En choisissant de donner la primauté à la solution bancaire d’accès aux données de paiement, la Commission européenne remet-elle en cause l’activité de certaines fintechs, notamment des agrégateurs de comptes ? Non, estime Joan Burkovic, fondateur et PDG de Bankin, qui parle de compromis.

Joan Burkovic, que pensez-vous des normes techniques réglementaires publiées par la Commission européenne ?

Joan Burkovic : « Nous sommes rassurés. La Commission européenne semble avoir eu à cœur de trouver une solution de compromis, permettant à tous de continuer à travailler. »

Les banques européennes demandaient une interdiction du web scraping au profit d’API fournies par elles. Au final, ce n’est pas tout à fait le cas…

J.B. : « Non. Lorsqu’une banque fera le choix de ne pas proposer d’API, le web scraping restera autorisé comme alternative. Mais il s’agira d’une nouvelle génération de web scraping, appelée ''accès direct'', intégrant une clé permettant à la banque de nous identifier. »

Dans l’esprit de la Commission, l’API prime néanmoins sur le web scraping

J.B. : « Effectivement. Mais nous n’avons rien contre les API. Au contraire : elles nous facilitent le travail ! Notre crainte est que les banques fournissent des API non fiables. Heureusement, la Commission européenne a également prévu ce cas de figure. Les API des banques seront testées en amont, pendant 6 mois. Et si le test n’est pas concluant, nous pourrons continuer à utiliser le web scraping avec clé d’identification. Même chose si l’API cesse de fonctionner. »

La DSP2 ne concerne que les comptes courants. Que va-t-il se passer pour les autres comptes épargne, les assurances-vie, les crédits ?

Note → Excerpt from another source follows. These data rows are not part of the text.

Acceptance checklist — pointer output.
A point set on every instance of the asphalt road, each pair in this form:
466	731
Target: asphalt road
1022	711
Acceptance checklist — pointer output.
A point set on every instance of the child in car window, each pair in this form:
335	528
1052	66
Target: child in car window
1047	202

J.B. : « Pour eux, le flou juridique demeure, et nous risquons de nous retrouver dans une situation aberrante : un accès par API pour les comptes de paiement, du web scraping pour les autres comptes. De deux choses l’une. Si les banques choisissent de concevoir des API nous permettant d’accéder à tous les comptes - ce qui serait logique, car les citoyens doivent pouvoir reprendre le contrôle sur toutes leurs données -, nous les utiliserons. Dans le cas contraire, nous continuerons nos techniques actuelles, tout en incitant les régulateurs nationaux et européens à inclure tous les comptes dans la législation. »

DSP2 : entrée en vigueur en janvier 2018, mise en œuvre au plus tard en août 2019

« Accès par protocole informatique » contre « récupération directe des données », « API » contre « web scraping », banques contre fintechs. La mise en œuvre de la nouvelle directive sur les services de paiement (DSP2), qui doit entrer en vigueur en janvier prochain, a donné lieu à un affrontement entre acteurs traditionnels et nouveaux entrants du secteur financier.

Après des mois de travail, la Commission européenne a tranché, en publiant en début de semaine les normes techniques réglementaires (RTS) qui vont encadrer cette mise en œuvre, et notamment la manière dont les services tiers pourront accéder aux données de paiement détenues par les banques. Une fois votées par les parlementaires européens - ils ont 3 mois pour le faire -, ces RTS devront être appliquées par les différents acteurs dans les 18 mois. Soit au plus tard en août 2019.